As widely reported, the latest diktat from the leader of the British House of Commons, Jack Straw, quickly backed up by Prime Minister Tony Blair, and by the progressive Prime Minister of Italy, Romano Prodi, is this: the niqab is a Bad Thing. Wearing it can, and should, according to another British Minister, rightfully get you fired as a teaching assistant in an English school--and an employment tribunal agrees. As for Prodi:
"You can't cover your face. If you have a veil, fine, but you must be seen," Prodi told Reuters television. "This is common sense I think, it is important for our society. It is not how you dress but if you are hidden or not."
For Blair and for Straw, it stands for an unacceptable separation from "society." And, to be fair, a number of Muslim commentators concur that the niqab is not promoting a positive image of Islam. The veil is a vestige of submission from another world and time, it prevents social integration--and recognition. Our own warm-spirited Margaret Wente joins the chorus: "Take off your veils, ladies."
Meanwhile, in another part of the forest, women are forced to wear the veil: it is a protection, say the powers that be, portable purdah that holds at bay the unwelcome attention of strangers.
Women, in other words, are going to be dressed à la mode, even if the largely male decision-makers in this respect cannot quite agree on what the mode is to be. The women themselves, of course, will simply be acted upon--as usual.
But what is really at stake here in the West, where the notion of a crazed dictator with nuclear weapons is overshadowed, at least for a moment, by an item of women's clothing? Something is striking a deep enough chord in our cultural unconscious to involve European prime ministers in a matter that applies to an utterly miniscule number of Muslim women in the West. What could it be? Feminists don't seem to know what to make of it--some are vocal, others are mute, as Sheema Khan notes in her excellent article on the subject.
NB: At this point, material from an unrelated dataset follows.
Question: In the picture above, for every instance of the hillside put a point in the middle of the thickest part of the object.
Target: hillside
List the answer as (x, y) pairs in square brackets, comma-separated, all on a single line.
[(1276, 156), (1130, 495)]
And those of liberal bent make their usual impotent pleas for tolerance, without really understanding what's going on.
Let me suggest, first of all, that the liberation of women is an excuse, not the underlying reason for the uproar. The male European leaders who have pronounced on this issue are a little closer to the mark in some of their comments: it's all about separation, and being seen.
Like the archer sending his missiles from an arrow slit in a besieged castle,covering a wide range while being effectively hidden from view, the niqabi sees, but is not seen. It is not merely that our gaze is thwarted. It is that her gaze is unimpeded. This is intolerable, even in 2006: we cannot permit this advantage to women. In the liberated West, we are told, women can wear whatever they wish (although men tend to dictate the fashions). But let women refuse to be displayed, and the leaders of Western nations will speak out forcefully.
Under cover, as it were, the culture wars continue: we fight feminism anew, and throw in a little orientalism for good measure. Here once again is the mysterious East, whose eyes alone are visible to us, the watcher from the shadows, all expression hidden from view, inscrutable as Westerners once described the Chinese, who made their faces into masks. What are they thinking? What are the subalterns plotting?
Because this is, in fact, all about vision, that sense that our modern age privileges over all others. The gaze immediately establishes unequal power relations: the observer, detached and knowing, and the observed, subject to observation and the object of the observer. Here, though, the niqabi has turned the tables: she is the observer, we the observed. Our own view of the Other, whether the object of our regard is a woman or a Muslim, or both, is deliberately obstructed. Our gaze is turned back. And the deep resonances of this polysemous act by a tiny handful of women, interpreted as resistance, are enough to draw forth the fury of world leaders. The reactions to Kim Jong Il's recent nuclear stunt, on the other hand, if only because entirely predictable in tone and substance, seem tame in comparison.